Gravitamos, luego existimos

Más sabe el diablo por viejo que por diablo y Felipe González, que está en edad de desahogos, le ha recomendado, con cariño, a Susana Díaz, que no tenga la tentación de cruzar Despeñaperros ni para dar un ‘recao’. En tiempos de tribulación no hacer mudanza. El «detente Abraham» –frase recurrente de un buen amigo– es un aviso de sabiduría que le lanza a la presidenta andaluza, instándole a seguir arando en esta tierra.

Aunque los ‘podemitas’ –que andan a la gresca entre ellos antes del reparto del pan y
los peces– califican ofensivamente a Felipe de dinosaurio de la política; lo cierto es que, pese a su cabello plateado, conserva una buena cabeza y un sentido del Estado que ya quisieran muchos poseer. Los otros días coincidimos, bajo un mismo paraguas gastronómico en Madrid y, ciertamente, se le ve en forma, pero no dispuesto a volver a la política activa. Bueno, declaró con ironía, a Canal Sur, que probablemente, con noventa años, en plena madurez, lo haga. Felipe sigue siendo un referente respetado dentro y fuera del partido socialista y cuando se expresa, públicamente, no lo hace de forma caprichosa.

Gravitar, lo que se dice gravitar, con buenas ondas y nómina, –‘nominae’, que viene
del latín– la de Trinidad Jiménez, la ex ministra de Exteriores fichada por Telefónica para ocupar un puesto ejecutivo. Al decir ejecutivo ojo, es que no la han contratado como operadora del 1004. Y quien se ha quedado congelada, en la más alta mar del consejo de administración de la Nueva Pescanova, ha sido la también ex ministra Elena Salgado, por la divina gracia del banco que controla la entidad. Esas puertas giratorias, que giran más que las ondas gravitatorias copernicanas sobre recios pilares.

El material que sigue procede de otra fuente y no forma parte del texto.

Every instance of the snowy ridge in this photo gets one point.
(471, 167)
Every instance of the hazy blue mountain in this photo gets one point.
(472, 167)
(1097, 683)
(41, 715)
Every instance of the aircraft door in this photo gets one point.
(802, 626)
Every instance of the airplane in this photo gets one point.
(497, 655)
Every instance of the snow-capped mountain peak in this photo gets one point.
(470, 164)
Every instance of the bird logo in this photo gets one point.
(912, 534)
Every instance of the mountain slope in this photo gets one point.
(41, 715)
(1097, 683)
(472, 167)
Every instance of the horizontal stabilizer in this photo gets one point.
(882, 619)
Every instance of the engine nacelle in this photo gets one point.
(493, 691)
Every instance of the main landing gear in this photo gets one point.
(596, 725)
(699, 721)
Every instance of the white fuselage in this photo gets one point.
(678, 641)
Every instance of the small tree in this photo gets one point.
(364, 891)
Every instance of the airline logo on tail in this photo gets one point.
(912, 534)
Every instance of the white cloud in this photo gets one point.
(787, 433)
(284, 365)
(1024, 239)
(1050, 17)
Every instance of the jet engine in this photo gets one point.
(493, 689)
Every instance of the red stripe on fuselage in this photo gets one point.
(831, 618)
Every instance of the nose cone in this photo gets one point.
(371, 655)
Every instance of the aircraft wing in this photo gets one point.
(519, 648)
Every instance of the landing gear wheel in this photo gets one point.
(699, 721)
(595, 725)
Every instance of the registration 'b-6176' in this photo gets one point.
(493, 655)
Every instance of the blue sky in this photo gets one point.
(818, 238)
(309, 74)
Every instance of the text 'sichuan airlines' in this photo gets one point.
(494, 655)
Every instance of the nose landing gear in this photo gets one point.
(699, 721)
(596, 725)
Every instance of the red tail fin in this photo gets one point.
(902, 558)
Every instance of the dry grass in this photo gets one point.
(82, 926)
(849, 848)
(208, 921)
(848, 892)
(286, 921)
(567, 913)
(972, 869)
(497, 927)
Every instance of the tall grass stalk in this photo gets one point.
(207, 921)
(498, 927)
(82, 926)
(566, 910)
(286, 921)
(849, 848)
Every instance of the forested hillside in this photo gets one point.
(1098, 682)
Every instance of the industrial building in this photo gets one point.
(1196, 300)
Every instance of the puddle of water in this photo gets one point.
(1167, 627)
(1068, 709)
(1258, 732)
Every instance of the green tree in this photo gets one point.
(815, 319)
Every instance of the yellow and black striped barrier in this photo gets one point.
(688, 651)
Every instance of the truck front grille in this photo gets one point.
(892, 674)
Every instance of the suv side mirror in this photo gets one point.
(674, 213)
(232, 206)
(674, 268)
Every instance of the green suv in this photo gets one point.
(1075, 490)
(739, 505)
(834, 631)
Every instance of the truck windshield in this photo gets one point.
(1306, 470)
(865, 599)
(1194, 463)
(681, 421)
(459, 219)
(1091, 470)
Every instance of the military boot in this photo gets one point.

Con relativa frecuencia se gravita, sin salir de casa. Es el caso de la ex alcaldesa de Valencia Rita Barberá, hoy senadora, que está dispuesta a sentar sus holgadas posaderas en la diputación permanente de la Cámara Alta, con permiso de la autoridad y si la justicia no lo impide.

Llevar, doña Rita, el ‘caloret’ del bochorno a la plaza de la Marina con la que está cayendo me parece, como mínimo, una desvergüenza. Yo creía que la alcaldesa Carmena iba a dimitir o iban a obligarle a bajar las escaleras del consistorio y macharse a su casa, sin escolta, después del creativo y edificante ‘espectáculo
titiritero’. Pero en España, los políticos de las diferentes ideologías no quieren
ejercer el verbo transitivo: dimitir. Porque, la incompetencia para la gestión, la ‘propiedad privada’, de los cargos públicos electos, la deslealtad y la falta de honestidad no se castigan y, en algunos casos, se premian.

Recuerdo el viejo chascarrillo del longevo alcalde de pueblo, cuyos vecinos murmuraban por plazuelas y tabernas que ya era hora de que dimitiera y se marchase. El alcalde fue informado del malestar de la población y una mañana convocó a los vecinos frente al ayuntamiento y les dijo: «Amigos, vecinos y vecinas:
¡O yo, o el caos! ¿Qué queréis?». Y la multitud, rabiosamente enfervorecida, gritó: «¡El
caos, el caos!». A lo que respondió el regidor: «Pues, joderos, que traeré el caos y yo seguiré de alcalde».